Return of the bidet
Visitors to Biffy.com are greeted with a commercial featuring beautiful women all smiling brilliantly while describing what a clean, fresh feeling their Biffy gives them—Biffy being the thing that cleans their bottoms after using the toilet.
The Nevada-based company American Biffy Company is attempting to revive the bidet—that bathroom device of old, which is still commonly used in Europe. While similar to the bidet, the Biffy is a “personal rinse device” that attaches to the toilet seat rim and, when activated, provides a burst of water to the potty-goer’s bum, ideally making toilet paper unnecessary. It retails for about $100, and the company is touting it as an eco-friendly device that could “reduce toilet paper consumption by 75 percent.”

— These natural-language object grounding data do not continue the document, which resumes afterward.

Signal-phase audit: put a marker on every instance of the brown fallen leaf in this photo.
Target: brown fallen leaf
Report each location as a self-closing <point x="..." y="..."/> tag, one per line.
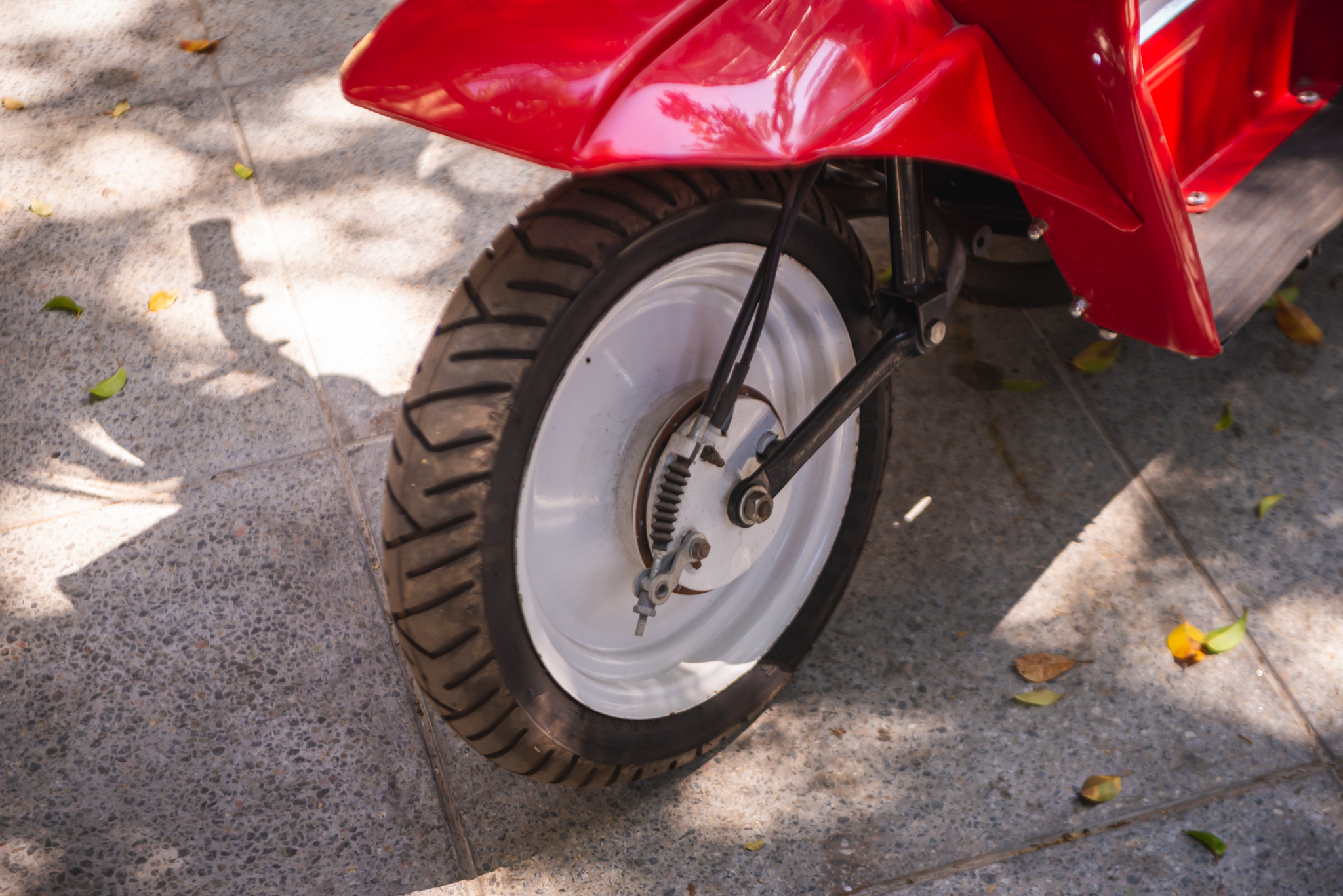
<point x="1186" y="644"/>
<point x="161" y="300"/>
<point x="1298" y="325"/>
<point x="1043" y="667"/>
<point x="1099" y="789"/>
<point x="201" y="46"/>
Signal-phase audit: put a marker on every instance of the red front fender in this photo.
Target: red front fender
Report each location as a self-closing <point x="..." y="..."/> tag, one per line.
<point x="755" y="84"/>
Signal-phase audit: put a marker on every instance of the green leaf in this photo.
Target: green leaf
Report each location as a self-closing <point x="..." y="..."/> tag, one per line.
<point x="109" y="386"/>
<point x="1226" y="637"/>
<point x="1267" y="504"/>
<point x="1287" y="294"/>
<point x="1212" y="841"/>
<point x="1098" y="357"/>
<point x="64" y="304"/>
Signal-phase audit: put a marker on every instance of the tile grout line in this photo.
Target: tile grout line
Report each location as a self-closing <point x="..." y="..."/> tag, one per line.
<point x="1276" y="682"/>
<point x="448" y="802"/>
<point x="1136" y="817"/>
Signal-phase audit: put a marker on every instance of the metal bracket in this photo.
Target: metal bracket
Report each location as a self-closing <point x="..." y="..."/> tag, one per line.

Reviewers of the product at EcoTechDaily.com think its paper-saving value is minimal, as “most tissue-grade paper is made from sawdust and leftover scraps of timber cut for other purposes.” They also mention how its purpose could backfire: While some people who’ve just had their butts sprayed with water will use a wash cloth or towel to dry off, others will reach for toilet paper anyway. However, the review found the Biffy’s environmental worth in the water it saves. While it uses treated water—its flow rate is 1.6 gallons per minute, but operates for only 3-5 seconds—that water is less than what’s needed to manufacture even recycled toilet paper.